I wrestle with this myself, see the related question How do you help players not focus on the rules?
There is a tendency among people to start Pharisaically treating any body of rules as the end in and of itself and not the means to the end. Combined with a sense of rules entitlement fostered by both computer gaming and RPG Organized Play campaigns, it can generate a situation where people are affected by the "when all you have is a hammer, everything looks like a nail" syndrome and the only options considered are ones where there's rules for it. Warning sign: People poring over their character sheets trying to figure out what to do next instead of thinking about the situation and engaging with the world to decide what to do next.
Choice of Game System
This behavior does somewhat correlate with detail of the game system. I play a lot of Pathfinder, but frankly am displeased with how the large amounts of rules coverage contribute to the syndrome you state. One of our DMs is very rules-oriented and always feels constrained to follow, for example, whatever mini ruleset an AP has for a subject over what might make sense in-world, and it bothers me when that happens - because I care less about "rules" and "winning" and more about immersion in a realistic fantasy world. You can go for rules-lighter game systems to mitigate this, though I have seen the same rules lawyering/"don't try anything there's not an explicit rule for" even with much lighter systems like Savage Worlds. Not saying a lighter system can't help, but there's also a mindset component to be overcome.

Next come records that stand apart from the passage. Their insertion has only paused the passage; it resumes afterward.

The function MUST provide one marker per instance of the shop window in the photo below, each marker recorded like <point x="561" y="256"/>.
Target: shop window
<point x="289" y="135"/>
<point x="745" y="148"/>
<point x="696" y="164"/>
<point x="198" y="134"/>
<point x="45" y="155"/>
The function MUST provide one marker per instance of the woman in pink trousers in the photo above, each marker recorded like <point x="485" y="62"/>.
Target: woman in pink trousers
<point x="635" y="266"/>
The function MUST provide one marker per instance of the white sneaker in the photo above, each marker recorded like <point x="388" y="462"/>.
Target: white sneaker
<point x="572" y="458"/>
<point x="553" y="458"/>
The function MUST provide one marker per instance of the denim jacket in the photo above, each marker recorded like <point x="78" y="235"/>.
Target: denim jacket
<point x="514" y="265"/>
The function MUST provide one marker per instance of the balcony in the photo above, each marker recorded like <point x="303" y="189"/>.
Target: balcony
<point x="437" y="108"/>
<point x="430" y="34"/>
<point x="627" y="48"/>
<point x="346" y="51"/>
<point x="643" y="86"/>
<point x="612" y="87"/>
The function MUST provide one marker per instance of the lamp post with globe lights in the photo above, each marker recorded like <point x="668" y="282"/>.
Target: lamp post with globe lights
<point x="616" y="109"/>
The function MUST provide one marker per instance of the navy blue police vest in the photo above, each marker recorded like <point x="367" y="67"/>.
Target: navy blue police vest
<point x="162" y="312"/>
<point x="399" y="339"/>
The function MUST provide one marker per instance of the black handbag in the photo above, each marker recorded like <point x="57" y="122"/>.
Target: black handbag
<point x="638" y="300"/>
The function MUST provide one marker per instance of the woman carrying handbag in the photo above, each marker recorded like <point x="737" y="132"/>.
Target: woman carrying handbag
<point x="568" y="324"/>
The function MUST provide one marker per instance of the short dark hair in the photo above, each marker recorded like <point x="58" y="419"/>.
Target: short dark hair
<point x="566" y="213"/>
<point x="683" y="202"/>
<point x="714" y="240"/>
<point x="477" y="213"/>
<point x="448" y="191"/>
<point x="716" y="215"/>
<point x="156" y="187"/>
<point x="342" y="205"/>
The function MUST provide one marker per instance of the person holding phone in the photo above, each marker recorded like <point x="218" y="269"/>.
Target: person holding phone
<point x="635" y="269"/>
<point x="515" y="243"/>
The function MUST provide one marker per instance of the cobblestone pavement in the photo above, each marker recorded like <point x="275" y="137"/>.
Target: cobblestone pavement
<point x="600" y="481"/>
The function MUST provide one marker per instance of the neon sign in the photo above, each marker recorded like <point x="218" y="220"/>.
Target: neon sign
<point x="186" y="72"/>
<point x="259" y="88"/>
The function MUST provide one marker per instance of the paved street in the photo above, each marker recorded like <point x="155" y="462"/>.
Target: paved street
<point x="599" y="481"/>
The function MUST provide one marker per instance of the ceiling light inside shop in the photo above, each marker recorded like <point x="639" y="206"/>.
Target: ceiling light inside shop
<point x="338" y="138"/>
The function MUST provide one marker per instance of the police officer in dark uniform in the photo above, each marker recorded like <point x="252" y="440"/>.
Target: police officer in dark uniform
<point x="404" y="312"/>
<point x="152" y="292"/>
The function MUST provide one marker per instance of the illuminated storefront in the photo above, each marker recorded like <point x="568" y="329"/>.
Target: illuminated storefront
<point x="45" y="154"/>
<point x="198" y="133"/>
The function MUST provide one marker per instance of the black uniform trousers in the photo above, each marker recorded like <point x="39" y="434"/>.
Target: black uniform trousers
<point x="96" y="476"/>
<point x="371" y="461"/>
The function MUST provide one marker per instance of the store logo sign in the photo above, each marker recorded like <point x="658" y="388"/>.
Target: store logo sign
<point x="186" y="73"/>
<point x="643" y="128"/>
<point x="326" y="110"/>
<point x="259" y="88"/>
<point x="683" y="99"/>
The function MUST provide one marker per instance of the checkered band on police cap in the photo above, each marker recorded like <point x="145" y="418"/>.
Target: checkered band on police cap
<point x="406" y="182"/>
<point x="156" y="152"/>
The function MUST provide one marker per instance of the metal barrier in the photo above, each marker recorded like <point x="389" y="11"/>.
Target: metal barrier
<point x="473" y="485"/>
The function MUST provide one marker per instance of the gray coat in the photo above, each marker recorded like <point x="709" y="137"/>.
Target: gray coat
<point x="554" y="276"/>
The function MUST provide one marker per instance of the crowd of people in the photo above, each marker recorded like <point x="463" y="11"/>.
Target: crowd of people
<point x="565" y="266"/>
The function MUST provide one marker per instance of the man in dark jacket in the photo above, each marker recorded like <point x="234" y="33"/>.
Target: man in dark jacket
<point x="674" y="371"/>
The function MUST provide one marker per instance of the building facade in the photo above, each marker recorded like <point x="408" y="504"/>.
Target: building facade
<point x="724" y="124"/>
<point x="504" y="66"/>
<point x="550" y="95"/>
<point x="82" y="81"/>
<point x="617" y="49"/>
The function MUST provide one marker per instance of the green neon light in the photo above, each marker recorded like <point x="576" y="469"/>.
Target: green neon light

Same thing with storygames - many people will cite them as the solution but frankly most of them are gamist/narrativist and are as rules-constrained in their generation of story as any big ol' trad system.
Use of Game System
The best answer to my own "focusing on the rules" question was the one where @valadil suggested telling everyone you're running your own game, loosely based on whatever the ruleset at hand is. IMO it should always be the GM's prerogative to interpret, transform, or ignore the rules as it best suits the game.
Because to be honest, game designers are not gods. RPG rulesets are neither magical nor scientific. It's just junk some other geek wrote down; someone whose opinion on the Avengers movie you would doubtless find heretical were you to meet them IRL. Paying $30 for it doesn't make you the rulebook's thrall. Players do need some consistency to feel in control of their character - but a good GM can make that consistency the reality of the game world and not the rules in the book.
You have to make sure you're using that ability "for good" and not to arbitrarily mess with the players (or have them feel like they're being messed with because you're not communicating your mental picture of the game well and theirs conflicts, so you rulings seem unfair to them). But then you can freely use the rules as guidelines, bring analogous rules to bear on new situations, assign bonuses/penalties as you see fit, and breaking them when it makes sense.
Outside the Game System
Often players have reasons for falling back on the game rules. They give them some hope of success. As GM, you have to make sure you are not discriminating against "non-rules" prescribed choices, because if you are, you are implicitly telling them to live and die by the rules.
The one game that helped me break out into a new level of gaming was Feng Shui, the game of HK action by Robin Laws. It suggested bonuses, not penalties, for cool undefined actions and playing more fast and loose with the rules (no tactical maps, let the players narrate a little). It really helped me and my gaming group break out from the rule-mindset we had gotten into and become a lot more freewheeling, and the techniques port right back over to other games.
In fact, while running Feng Shui I had luck with inverting the new softie-GM saws of "always say yes" or "say yes or roll the dice." I said "If you ask me, the answer's no. Just do it. If you ask me if the helicopter's skid is still low enough that you can jump up and grab it I'll say no; if you say 'I run and leap to grab the helicopter's skid' then great, roll it." (Unless of course it's patently impossible at your game's power level.) After a couple cases of me telling people "No, because you asked," suddenly everyone's much more comfortable operating outside the options specifically enumerated by the rules. The reason this is successful is basic psych. When you game feeling constrained by the rules, the rules empower you but when you go outside them you feel like you're always playing "Mother may I" with someone, which is disempowering. If you are explicitly empowered to try inventive things, to the point where you are discouraged from even thinking you have to ask permission, then you gain the confidence that you were using the rules as a crutch for previously.
Conan doesn't ask if he can leap up on Dagon's back and tear his horn out; asking is for women and Shemites. He just does it.
I found after running/playing Feng Shui that even when we went back to other games, we took a much less rules-constrained approach after that experience.
Summary
Make your players feel empowered when not "covered by" the rules, and have an agreement with them that the game world's reality should come first. The rules are a helpful scaffold for this but, like any scaffold, at some point it's got to come off.